Fanatisme past natuurlijk niet in de funklasse. Het heeft er niets te zoeken. En hoe graag ik gelaten wil zijn, hoe graag ik ook positief blijf tot het bittere eind. Met dit moment kwam een groter besef. Voor wie wil ik dat de groene Galliërs blijven bestaan, is dat alleen voor die fanatiekeling in mij? De warme douche was net genoeg om tot bedaren te komen, om te relativeren. Maar het zaadje is geplant, voor wie wil ik dat?
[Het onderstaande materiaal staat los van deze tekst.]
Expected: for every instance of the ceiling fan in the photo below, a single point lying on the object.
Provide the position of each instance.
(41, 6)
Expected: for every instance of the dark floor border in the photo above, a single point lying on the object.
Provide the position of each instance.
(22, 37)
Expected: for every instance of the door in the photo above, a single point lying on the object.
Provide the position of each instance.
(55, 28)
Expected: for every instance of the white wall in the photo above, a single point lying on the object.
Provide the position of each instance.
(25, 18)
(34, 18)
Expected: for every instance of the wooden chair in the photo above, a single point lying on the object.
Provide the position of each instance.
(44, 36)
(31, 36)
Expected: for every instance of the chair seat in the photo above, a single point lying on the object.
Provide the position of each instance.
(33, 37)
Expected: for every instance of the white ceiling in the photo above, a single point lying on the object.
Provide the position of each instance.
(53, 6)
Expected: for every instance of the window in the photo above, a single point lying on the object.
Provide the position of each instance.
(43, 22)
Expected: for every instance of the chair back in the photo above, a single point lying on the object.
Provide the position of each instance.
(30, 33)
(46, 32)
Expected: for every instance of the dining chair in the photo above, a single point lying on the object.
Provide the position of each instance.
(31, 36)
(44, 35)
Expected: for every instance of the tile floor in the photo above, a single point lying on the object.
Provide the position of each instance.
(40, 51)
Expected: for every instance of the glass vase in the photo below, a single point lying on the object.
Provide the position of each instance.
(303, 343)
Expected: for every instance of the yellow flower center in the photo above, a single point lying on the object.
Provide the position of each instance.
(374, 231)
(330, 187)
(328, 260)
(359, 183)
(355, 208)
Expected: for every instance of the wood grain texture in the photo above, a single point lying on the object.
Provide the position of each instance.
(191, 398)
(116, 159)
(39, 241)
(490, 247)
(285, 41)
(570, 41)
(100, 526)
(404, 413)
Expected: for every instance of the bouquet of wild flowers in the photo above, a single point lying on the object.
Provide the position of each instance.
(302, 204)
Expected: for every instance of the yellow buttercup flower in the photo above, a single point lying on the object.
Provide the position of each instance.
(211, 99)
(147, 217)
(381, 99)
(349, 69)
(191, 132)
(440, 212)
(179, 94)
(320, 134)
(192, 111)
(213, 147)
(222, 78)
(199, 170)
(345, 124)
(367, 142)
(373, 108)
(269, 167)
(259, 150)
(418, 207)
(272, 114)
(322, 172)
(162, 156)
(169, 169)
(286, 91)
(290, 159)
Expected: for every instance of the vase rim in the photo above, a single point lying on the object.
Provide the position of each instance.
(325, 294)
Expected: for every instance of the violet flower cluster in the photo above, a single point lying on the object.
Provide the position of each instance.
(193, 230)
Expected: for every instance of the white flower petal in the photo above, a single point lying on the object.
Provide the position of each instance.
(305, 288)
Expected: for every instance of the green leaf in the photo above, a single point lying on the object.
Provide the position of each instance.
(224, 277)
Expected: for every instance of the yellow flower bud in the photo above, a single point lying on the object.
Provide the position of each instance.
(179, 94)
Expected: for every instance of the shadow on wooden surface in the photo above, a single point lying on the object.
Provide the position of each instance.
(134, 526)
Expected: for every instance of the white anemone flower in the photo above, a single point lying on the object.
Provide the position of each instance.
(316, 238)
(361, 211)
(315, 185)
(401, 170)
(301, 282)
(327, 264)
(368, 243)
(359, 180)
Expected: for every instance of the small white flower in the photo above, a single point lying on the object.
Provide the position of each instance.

Voor de liefhebbers, dat is het antwoord, dat ik vlak voor dit schrijven vond. Voor hen die mooie dingen willen doen op het voetbalveld, voor hen die niet willen verliezen, maar een nederlaag net wat eleganter dragen dan ik. Ik doe het voor Jasper, die er zelf niet meer bij gaat zijn, maar nog ergens naar toe wil mocht hij spijt krijgen. Ik doe het voor Vincent die wanhopig zoekt naar flitsen van zijn kunnen. Ik doe het voor Herres bij wie het zijn best doen het meeste stinkt, ik doe het voor Frank die worstelt met zijn voetbalplezier. Maar ook voor Jorick wiens klasse zo grandioos flegmatiek is. Ik doe het voor Dam die raast en raast, voor Brussen die wel kan janken bij zijn laatste wedstrijd, voor Keizer die even andere keuzes maakt. Ik doe het voor Sander die steeds dichterbij zijn levenspad komt, voor Leon die wel wat klavertjes vier kan gebruiken. Ik doe het voor Wilbert die zich zo inzet voor het team, voor Pim die zich steeds meer thuis gaat voelen. Voor Mees die zijn vader ziet voetballen, voor de omhaal die op zoek is naar Benjamin, voor de zoektocht van Pang en het langzaam in de doldwaas land landen van Amir. Ik doe het voor al die jongens die zich een klein beetje groene Galliër voelen wanneer ze ons uit de brand helpen. Ik doe het voor Mark Lubbers die er zelden is en voor de vlaggenen van Ronald. En natuurlijk doe ik het voor mezelf, zonder twijfel. Maar ik doe het in elk geval voor mijn beste vriend, waar ik het leven al zo lang mee deel. In hoogtepunten, in zwarte pagina’s van periodes, in zonneschijn, in fanatisme en in liefhebberij. Nog twee wedstrijden en een Schoffeltoernooi, we gaan zien wat dat doet met mijn fanatieke hoop op een nieuw seizoen van de groene Galliërs. Voor hen die iemand weten die kan keepen of voetballen en de zondagochtend niet schuwt, voor die lezers heb ik de volgende oproep. Tag hem, en doe het voor dat het te laat is.